Keempat, tidak bisa dipungkiri bahwa ada juga teman-teman yang mapan dan nyaman dengan profesinya sebagai dosen, termasuk aspek finansialnya. Selalu ada teman-teman yang mempunyai energi berlebih yang bisa dikonversikan menjadi aset finansial karena kebisaannya sebagai dosen. Realitas keterbatasan kepedulian dari pemerintah atau insitusinya tidak menghalanginya untuk “berjuang” dengan tetap memanfaatkan kompetensinya sebagai dosen.

Menulis buku, menjadi konsultan, atau tugas lain yang ada apresiasi finansialnya menjadi contoh ikhtiar teman-teman dalam menjaga agar “dapurnya” tetap berasap. Memang ada pertanyaan berikutnya, apakah kiprah tersebut atas nama institusi atau pribadi, atau bisa juga, apakah kiprahnya tersebut mengganggu tugas utamanya atau tidak.

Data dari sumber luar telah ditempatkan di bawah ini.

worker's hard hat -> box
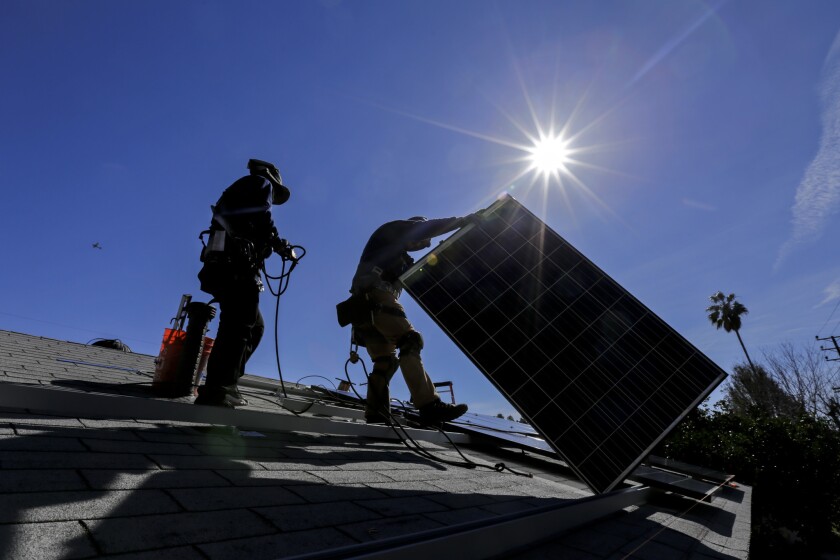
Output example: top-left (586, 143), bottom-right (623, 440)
top-left (248, 159), bottom-right (291, 205)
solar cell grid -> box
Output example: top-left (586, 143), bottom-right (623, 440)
top-left (400, 195), bottom-right (726, 494)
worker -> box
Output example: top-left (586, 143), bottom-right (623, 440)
top-left (195, 159), bottom-right (296, 408)
top-left (349, 213), bottom-right (479, 425)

Semuanya berpulang pada individunya masing-masing, walau ada “pagar-pagar” yang seharusnya tidak dilanggar. Bukankah ketika berurusan dengan “perut” setiap orang bisa menyikapi dan menyiasatinya berbeda-beda, termasuk yang harus “jungkir balik” untuk memperoleh kenyamanan dan kemapanan.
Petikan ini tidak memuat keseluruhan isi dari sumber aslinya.